И, однако, никак не удавалось добыть достаточные тому доказательства. Все старания неутомимой полиции ни к чему не приводили. Мои министры так далеко зашли, что стали подозревать генерала Моро. Они неоднократно убеждали меня подписать приказ об его аресте; но этот генерал в то времена пользовался во Франции такой славой, что, казалось мне, участие в заговоре против меня могло лишить его всего и ничего не могло ему дать.
Я отказался подписать приказ о его аресте; я сказал министру полиции: «Вы назвали мне Пишегрю, Жоржа и Моро; представьте мне доказательства, что первый из них находится в Париже – и я немедленно велю арестовать третьего». Заговор был раскрыт благодаря одному необыкновенному обстоятельству. Однажды ночью я испытывал какую-то тревогу и не мог заснуть; я встал с постели и начал просматривать список заговорщиков.

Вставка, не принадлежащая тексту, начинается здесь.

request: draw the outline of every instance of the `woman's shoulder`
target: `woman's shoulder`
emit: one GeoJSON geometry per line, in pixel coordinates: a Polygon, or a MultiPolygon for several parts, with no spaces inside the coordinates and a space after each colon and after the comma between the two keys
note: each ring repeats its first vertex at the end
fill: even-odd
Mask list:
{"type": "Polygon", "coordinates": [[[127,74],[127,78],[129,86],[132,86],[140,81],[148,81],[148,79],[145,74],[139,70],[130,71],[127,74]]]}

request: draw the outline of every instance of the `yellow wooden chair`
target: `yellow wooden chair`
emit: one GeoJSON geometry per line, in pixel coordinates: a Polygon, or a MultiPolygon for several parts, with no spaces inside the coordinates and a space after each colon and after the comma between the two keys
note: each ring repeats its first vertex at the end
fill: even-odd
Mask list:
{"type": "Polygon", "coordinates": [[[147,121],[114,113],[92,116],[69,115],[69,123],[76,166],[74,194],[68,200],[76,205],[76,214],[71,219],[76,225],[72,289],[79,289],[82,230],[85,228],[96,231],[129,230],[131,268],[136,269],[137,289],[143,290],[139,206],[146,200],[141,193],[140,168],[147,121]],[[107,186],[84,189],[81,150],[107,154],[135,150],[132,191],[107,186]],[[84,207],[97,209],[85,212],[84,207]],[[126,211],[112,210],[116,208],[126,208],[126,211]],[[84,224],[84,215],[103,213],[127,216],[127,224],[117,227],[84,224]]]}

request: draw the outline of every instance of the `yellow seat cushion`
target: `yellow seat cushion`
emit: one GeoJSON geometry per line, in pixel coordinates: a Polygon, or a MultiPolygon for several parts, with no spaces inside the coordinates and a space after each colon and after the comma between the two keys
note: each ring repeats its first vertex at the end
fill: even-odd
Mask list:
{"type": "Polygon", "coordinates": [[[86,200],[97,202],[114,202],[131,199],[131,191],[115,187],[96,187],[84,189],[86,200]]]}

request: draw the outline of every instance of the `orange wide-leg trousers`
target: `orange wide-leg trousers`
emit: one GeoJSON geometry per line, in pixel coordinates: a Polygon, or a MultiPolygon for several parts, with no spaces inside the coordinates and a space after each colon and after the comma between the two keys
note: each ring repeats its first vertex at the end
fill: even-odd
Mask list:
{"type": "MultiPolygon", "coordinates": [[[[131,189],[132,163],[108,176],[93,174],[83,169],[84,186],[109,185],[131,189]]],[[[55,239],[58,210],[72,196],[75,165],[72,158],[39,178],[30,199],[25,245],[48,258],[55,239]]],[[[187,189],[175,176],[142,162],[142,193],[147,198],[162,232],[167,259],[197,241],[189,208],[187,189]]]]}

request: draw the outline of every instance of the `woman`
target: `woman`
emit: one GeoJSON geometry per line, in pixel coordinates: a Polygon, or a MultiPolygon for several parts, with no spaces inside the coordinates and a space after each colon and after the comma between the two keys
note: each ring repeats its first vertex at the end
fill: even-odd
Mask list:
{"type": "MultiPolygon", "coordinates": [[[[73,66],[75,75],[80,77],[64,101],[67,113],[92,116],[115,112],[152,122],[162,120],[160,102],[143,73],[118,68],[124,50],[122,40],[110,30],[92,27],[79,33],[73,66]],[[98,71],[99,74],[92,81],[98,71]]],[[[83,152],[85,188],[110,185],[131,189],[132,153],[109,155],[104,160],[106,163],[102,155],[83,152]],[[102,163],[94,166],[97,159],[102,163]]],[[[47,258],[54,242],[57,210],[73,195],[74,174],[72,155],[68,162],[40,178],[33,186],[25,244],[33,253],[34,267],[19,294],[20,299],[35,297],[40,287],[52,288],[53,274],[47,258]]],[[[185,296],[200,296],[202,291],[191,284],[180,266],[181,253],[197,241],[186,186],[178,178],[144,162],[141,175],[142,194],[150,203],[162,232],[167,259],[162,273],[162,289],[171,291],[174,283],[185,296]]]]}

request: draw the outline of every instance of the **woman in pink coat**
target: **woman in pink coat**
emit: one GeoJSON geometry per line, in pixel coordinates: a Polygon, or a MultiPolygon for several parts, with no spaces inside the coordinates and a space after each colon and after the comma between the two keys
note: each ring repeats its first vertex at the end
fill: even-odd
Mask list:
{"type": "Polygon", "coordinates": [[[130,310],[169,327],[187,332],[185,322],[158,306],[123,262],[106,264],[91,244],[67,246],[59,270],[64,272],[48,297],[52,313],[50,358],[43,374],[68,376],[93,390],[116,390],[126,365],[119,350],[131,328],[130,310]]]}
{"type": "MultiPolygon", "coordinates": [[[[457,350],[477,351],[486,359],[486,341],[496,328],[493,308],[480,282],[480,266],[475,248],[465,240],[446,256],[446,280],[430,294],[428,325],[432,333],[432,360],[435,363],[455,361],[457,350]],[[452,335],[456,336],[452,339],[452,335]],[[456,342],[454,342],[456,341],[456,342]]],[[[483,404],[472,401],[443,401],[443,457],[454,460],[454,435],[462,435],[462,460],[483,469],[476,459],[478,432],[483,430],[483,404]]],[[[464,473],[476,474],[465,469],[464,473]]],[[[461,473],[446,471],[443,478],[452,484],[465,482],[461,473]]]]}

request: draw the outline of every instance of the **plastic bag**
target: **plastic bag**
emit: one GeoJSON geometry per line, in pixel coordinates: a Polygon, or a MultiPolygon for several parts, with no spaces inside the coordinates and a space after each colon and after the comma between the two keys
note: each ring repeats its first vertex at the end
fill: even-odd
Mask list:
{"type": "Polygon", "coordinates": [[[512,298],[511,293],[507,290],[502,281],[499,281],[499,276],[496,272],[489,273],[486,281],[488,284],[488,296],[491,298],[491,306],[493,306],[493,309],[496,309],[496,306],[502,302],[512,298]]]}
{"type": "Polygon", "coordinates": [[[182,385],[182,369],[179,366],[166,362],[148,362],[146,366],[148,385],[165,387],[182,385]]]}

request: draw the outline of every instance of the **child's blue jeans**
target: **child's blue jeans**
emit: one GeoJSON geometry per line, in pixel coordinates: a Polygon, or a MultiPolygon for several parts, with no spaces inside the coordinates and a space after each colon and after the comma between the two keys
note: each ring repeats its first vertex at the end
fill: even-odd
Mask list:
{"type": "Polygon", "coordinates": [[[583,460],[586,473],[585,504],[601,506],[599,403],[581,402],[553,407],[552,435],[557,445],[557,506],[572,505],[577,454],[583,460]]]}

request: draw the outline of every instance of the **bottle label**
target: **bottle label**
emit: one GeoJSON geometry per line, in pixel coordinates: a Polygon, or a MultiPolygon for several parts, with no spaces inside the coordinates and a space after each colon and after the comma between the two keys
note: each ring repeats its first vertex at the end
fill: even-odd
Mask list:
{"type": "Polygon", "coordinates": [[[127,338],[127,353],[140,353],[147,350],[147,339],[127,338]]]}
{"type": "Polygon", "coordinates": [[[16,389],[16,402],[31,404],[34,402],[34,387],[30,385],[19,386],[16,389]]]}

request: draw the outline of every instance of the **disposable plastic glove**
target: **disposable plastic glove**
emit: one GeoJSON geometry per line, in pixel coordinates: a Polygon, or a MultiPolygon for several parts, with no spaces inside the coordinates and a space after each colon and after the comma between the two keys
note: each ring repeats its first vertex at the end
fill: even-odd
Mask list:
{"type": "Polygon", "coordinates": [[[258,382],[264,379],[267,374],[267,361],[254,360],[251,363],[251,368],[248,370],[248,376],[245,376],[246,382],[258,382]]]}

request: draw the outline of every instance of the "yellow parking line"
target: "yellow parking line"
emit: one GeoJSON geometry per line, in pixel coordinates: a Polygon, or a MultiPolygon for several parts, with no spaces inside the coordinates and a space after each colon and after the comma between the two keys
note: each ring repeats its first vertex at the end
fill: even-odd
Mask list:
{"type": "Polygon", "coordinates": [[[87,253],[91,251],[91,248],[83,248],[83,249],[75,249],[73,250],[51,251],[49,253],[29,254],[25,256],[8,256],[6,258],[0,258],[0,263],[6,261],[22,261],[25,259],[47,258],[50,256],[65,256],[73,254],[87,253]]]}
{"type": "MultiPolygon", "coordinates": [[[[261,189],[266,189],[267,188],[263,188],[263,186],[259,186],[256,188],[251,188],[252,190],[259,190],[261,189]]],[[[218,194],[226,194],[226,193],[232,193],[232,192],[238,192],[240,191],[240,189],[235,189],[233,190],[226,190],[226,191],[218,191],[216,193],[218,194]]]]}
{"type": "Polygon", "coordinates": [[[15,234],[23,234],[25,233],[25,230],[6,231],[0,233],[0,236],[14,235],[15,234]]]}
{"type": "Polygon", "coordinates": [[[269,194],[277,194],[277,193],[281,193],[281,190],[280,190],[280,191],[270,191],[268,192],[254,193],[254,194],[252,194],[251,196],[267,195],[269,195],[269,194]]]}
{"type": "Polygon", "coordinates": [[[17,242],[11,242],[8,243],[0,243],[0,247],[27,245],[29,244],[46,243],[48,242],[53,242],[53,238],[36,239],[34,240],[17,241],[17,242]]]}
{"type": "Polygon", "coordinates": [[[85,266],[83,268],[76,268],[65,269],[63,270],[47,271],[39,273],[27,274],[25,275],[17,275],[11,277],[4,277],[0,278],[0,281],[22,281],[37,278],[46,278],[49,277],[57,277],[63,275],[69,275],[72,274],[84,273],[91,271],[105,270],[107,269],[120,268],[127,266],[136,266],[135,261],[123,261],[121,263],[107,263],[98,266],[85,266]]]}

Случаю который, в конечном итоге управляет миром, угодно было, чтобы мой взгляд остановился на имени одного полкового лекаря, совсем недавно вернувшегося из Англии, где он содержался в заключении. Возраст этого человека, его воспитание, жизненный опыт, которым он обладал, – все это навело меня на мысль, что его поведение объясняется причинами, ничего общего не имеющими с юношеским преклонением перед Бурбонами.